Insufficient bone volume is a frequent challenge in dental implant procedures. Bone grafting is often necessary to address this, with autogenous bone being the gold standard but limited by harvesting difficulties and donor site morbidity. Bio-Oss, a xenogeneic bone graft substitute, is widely used, but some studies indicate low cell viability and poor differentiation. In vitro studies are crucial for evaluating new bone graft materials' biocompatibility before animal and clinical trials. However, small bone particles can move or float during in vitro experiments, affecting result accuracy. This study aimed to evaluate the biocompatibility of Mega-oss and Mega-TCP, two new bone substitutes with lower market prices and easier sourcing than Bio-Oss. Sodium alginate, a biocompatible hydrogel-forming substance, was used to fix the bone particles and prevent movement during testing. The study hypothesized that Mega-oss and Mega-TCP would exhibit biocompatibility comparable to Bio-Oss, and that alginate gel fixation would improve the accuracy of in vitro tests.

The literature review highlights the need for alternative bone graft materials due to the limitations of autogenous bone grafts. Bio-Oss, while a leading product, shows limitations in cell viability and differentiation in some studies. The use of in vitro models for pre-clinical testing is emphasized, along with the challenges of working with small bone particles that can move during cell culture experiments. The biocompatibility and properties of sodium alginate as a potential fixative are discussed in the context of its use in other biomedical applications.

The study used MC3T3-E1 osteoblast cells and RAW 264.7 osteoclast-like cells. Mega-oss, Mega-TCP, and Bio-Oss particles were fixed with 3% sodium alginate gel using a CaCl2 crosslinking process. The efficiency of the alginate gel in preventing particle movement and floating was evaluated. Cell morphology was assessed using SEM. Cell viability and proliferation were measured using MTT assays. Alkaline phosphatase (ALP) activity and staining were used to assess osteoblast differentiation. Tartrate-resistant acid phosphatase (TRAP) staining was employed to evaluate osteoclast formation. A resorption pit assay measured the bone resorption activity of osteoclasts. Statistical analysis involved repeated measures ANOVA, multivariate ANOVA, and paired t-tests, with significance set at p < 0.05.

SEM analysis showed better cell spreading on Mega-oss and Mega-TCP compared to Bio-Oss. MTT assays demonstrated good cell viability for all three materials, with Mega-oss and Mega-TCP showing consistently higher values than Bio-Oss, particularly at later time points. ALP activity and staining revealed no significant difference in osteoblast differentiation capacity between Mega-oss, Mega-TCP, and Bio-Oss, all showing significantly higher activity than the control group (alginate alone). TRAP staining confirmed the formation of osteoclast-like cells. The resorption pit assay demonstrated significantly higher resorption rates for Mega-TCP and Mega-oss compared to Bio-Oss (24.4%, 15.3%, and 3.3%, respectively). The alginate gel effectively prevented particle movement and floating during the experiments.

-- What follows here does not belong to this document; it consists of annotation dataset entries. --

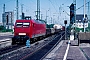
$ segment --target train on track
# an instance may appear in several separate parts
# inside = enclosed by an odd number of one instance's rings
[[[12,45],[18,43],[26,44],[28,39],[32,43],[36,41],[37,38],[44,38],[60,31],[61,29],[46,28],[45,22],[41,20],[31,18],[16,20]]]

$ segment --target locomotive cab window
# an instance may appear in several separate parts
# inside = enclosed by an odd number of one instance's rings
[[[23,27],[29,27],[29,23],[23,23]]]
[[[23,23],[16,23],[16,27],[22,27]]]

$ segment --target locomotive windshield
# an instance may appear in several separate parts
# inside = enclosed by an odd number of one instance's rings
[[[16,27],[29,27],[29,23],[16,23]]]

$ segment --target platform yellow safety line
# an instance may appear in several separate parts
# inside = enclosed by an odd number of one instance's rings
[[[68,46],[67,46],[67,49],[66,49],[66,52],[65,52],[65,55],[64,55],[63,60],[66,60],[66,58],[67,58],[67,54],[68,54],[68,51],[69,51],[69,47],[70,47],[70,40],[68,41]]]

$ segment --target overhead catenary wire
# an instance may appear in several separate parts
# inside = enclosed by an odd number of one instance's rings
[[[86,4],[88,4],[89,2],[90,2],[90,1],[88,1]],[[76,11],[79,10],[79,9],[81,9],[82,7],[84,7],[84,5],[82,5],[82,6],[80,6],[79,8],[77,8]]]
[[[55,8],[54,4],[52,3],[52,1],[51,0],[48,0],[48,1],[52,4],[53,8],[56,10],[56,8]],[[58,12],[58,11],[56,10],[56,12]]]

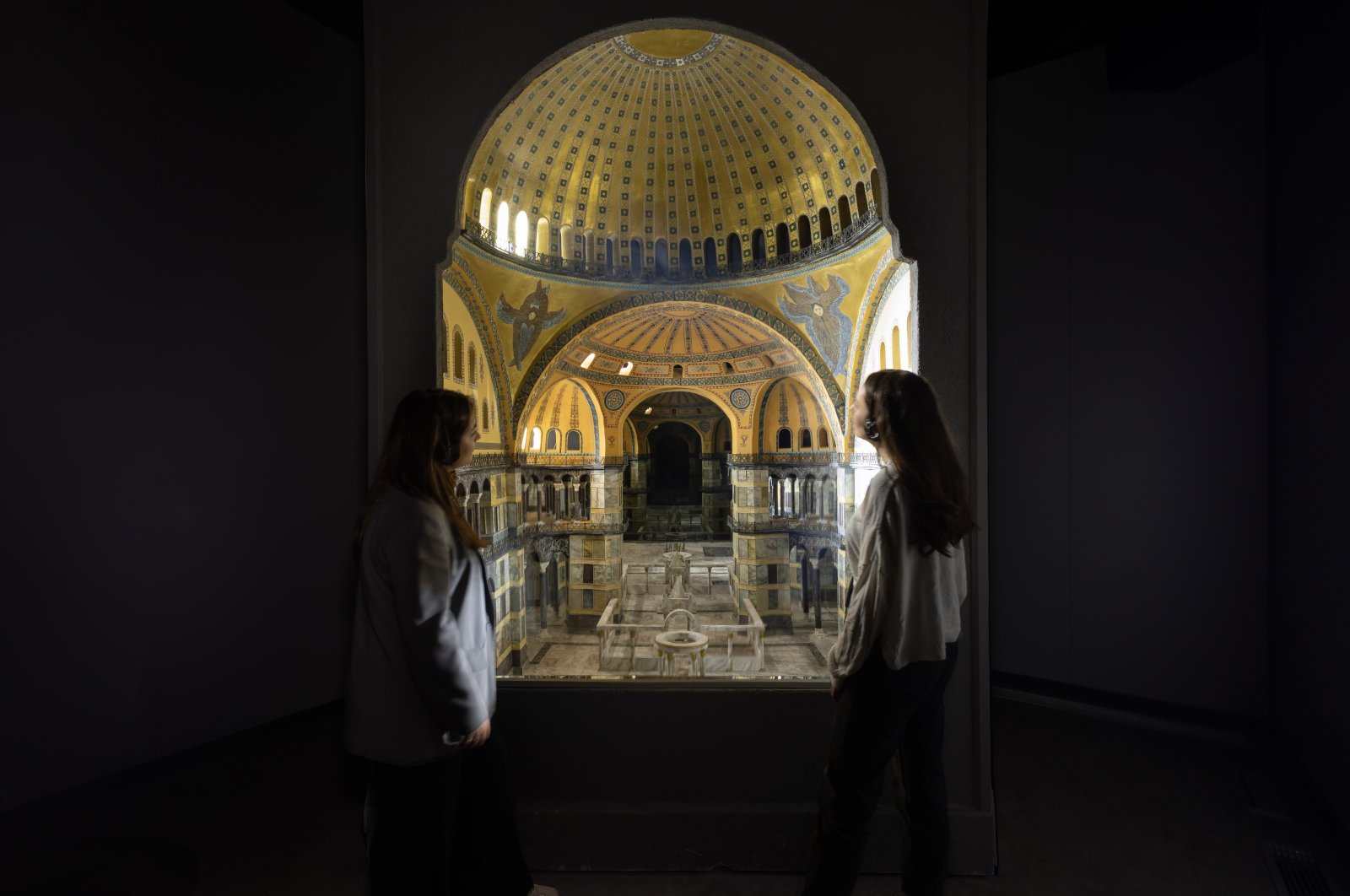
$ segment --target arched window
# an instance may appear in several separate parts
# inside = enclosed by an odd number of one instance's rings
[[[905,348],[906,348],[905,360],[909,362],[906,367],[910,370],[914,368],[914,359],[909,356],[910,345],[913,344],[914,344],[914,312],[910,312],[909,314],[905,316]]]
[[[516,212],[516,254],[525,258],[529,251],[529,215]]]
[[[497,206],[497,237],[494,244],[504,252],[510,251],[510,208],[505,202]]]
[[[796,246],[798,248],[809,248],[811,244],[811,219],[805,215],[796,219]]]
[[[483,198],[478,204],[478,227],[485,231],[493,229],[493,192],[483,188]]]
[[[551,239],[552,233],[548,229],[548,219],[539,219],[539,223],[535,224],[535,252],[539,255],[551,255],[554,251],[548,244]]]
[[[666,240],[656,240],[656,254],[653,260],[653,267],[656,269],[657,277],[666,277],[670,273],[670,258],[666,255]]]
[[[454,339],[450,333],[450,321],[441,314],[440,318],[441,331],[441,345],[440,345],[440,375],[450,376],[450,341]]]

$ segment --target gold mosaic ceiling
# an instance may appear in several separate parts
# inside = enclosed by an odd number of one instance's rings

The findings suggest that Mega-oss and Mega-TCP are promising alternatives to Bio-Oss as bone graft materials. Their superior cell adhesion, proliferation, and comparable osteoblast differentiation capabilities, coupled with higher resorption rates (except for the unexpectedly high resorption rate of Mega-TCP), make them attractive candidates. The use of alginate gel as a fixative proved successful in mitigating experimental artifacts caused by particle movement, offering a valuable improvement for in vitro bone material testing. The significantly higher resorption rate observed with Mega-TCP requires further investigation to understand its long-term implications. The study's results warrant further investigation through in vivo and clinical trials.

This in vitro study demonstrates that Mega-oss and Mega-TCP possess favorable characteristics for bone regeneration, showing comparable osteoblast differentiation to Bio-Oss, along with enhanced cell adhesion and proliferation. The use of sodium alginate gel as a fixative is proposed as a novel method for in vitro bone material testing. Further in vivo and clinical studies are needed to confirm these findings and assess the long-term performance of Mega-oss and Mega-TCP.

This study is limited to in vitro assessments. The results may not fully reflect the in vivo behavior of these materials. Further investigations, including animal studies and clinical trials, are necessary to confirm the findings and to assess the long-term effects and safety of Mega-oss and Mega-TCP. Additionally, exploring the genetic-level cellular changes would provide a more comprehensive understanding.